Eurozone economy ends 2017 on ‘stellar’ note

Eurozone economy ends 2017 on ‘stellar’ note

LONDON – The Associated Press
Eurozone economy ends 2017 on ‘stellar’ note

The 19-country eurozone economy closed out 2017 growing stronger than at any time in nearly seven years and optimism about the year
ahead remaining buoyant, according to a closely watched survey on Jan. 4.

Financial information company IHS Markit said that its purchasing managers index - a broad gauge of business activity - spiked to 58.1
points in December from the previous month’s 57.5. Any reading above 50 indicates growth and December’s level was the highest since February 2011, pointing to impressive quarterly economic growth of 0.8 percent.

The eurozone economy gained momentum over 2017 as a series of headwinds that had previously capped growth and optimism eased.
Most notably, populist leaders hoping to ride the anti-establishment sentiment that led to Brexit and Donald Trump’s presidential victory in the U.S. failed to win elections in France and the Netherlands.

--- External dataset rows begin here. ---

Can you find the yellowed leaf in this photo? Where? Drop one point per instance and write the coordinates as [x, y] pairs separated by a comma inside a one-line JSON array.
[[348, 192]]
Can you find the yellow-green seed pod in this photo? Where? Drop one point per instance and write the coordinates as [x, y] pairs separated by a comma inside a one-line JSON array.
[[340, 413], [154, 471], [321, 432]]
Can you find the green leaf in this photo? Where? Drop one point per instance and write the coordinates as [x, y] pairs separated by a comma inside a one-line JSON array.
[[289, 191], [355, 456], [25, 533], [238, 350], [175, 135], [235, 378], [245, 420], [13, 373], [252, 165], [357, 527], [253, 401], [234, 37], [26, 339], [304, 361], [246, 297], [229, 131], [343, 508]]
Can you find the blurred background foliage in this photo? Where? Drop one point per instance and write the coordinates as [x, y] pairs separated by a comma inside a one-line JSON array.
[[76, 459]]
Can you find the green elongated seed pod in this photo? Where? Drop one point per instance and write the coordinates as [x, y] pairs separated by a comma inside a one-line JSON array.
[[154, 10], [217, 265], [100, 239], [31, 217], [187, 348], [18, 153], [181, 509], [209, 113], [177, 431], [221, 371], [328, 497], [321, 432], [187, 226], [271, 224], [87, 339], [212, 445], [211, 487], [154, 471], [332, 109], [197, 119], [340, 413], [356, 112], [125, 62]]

“A stellar end to 2017 for the eurozone rounded off the best year for over a decade, continuing to confound widely-held fears that rising political uncertainty would curb economic growth,” said Chris Williamson, the firm’s chief business economist.

What’s particularly encouraging for the eurozone, which has spent much of the past decade in crisis mode, is that the growth is broad-based across countries and not just isolated to powerhouse Germany. With previous laggards such as Ireland and Italy showing momentum, there’s renewed belief that the currency bloc has got past its debt crisis and is in a growth cycle that will cut into unemployment. Hiring is running at a 17-year high rate, according to IHS Markit.

“New work is flowing to companies at a rate not seen for a decade and backlogs of uncompleted work are
rising sharply,” Williamson said.

While the economic backdrop has transformed over the past few months, it has not boosted wages much. One big question for the year ahead is whether rising prices largely linked to higher oil prices work through to the wider economy and, alongside falling unemployment, push wages higher.

That should help consumer price inflation edge up toward the European Central Bank’s goal of just below 2 percent.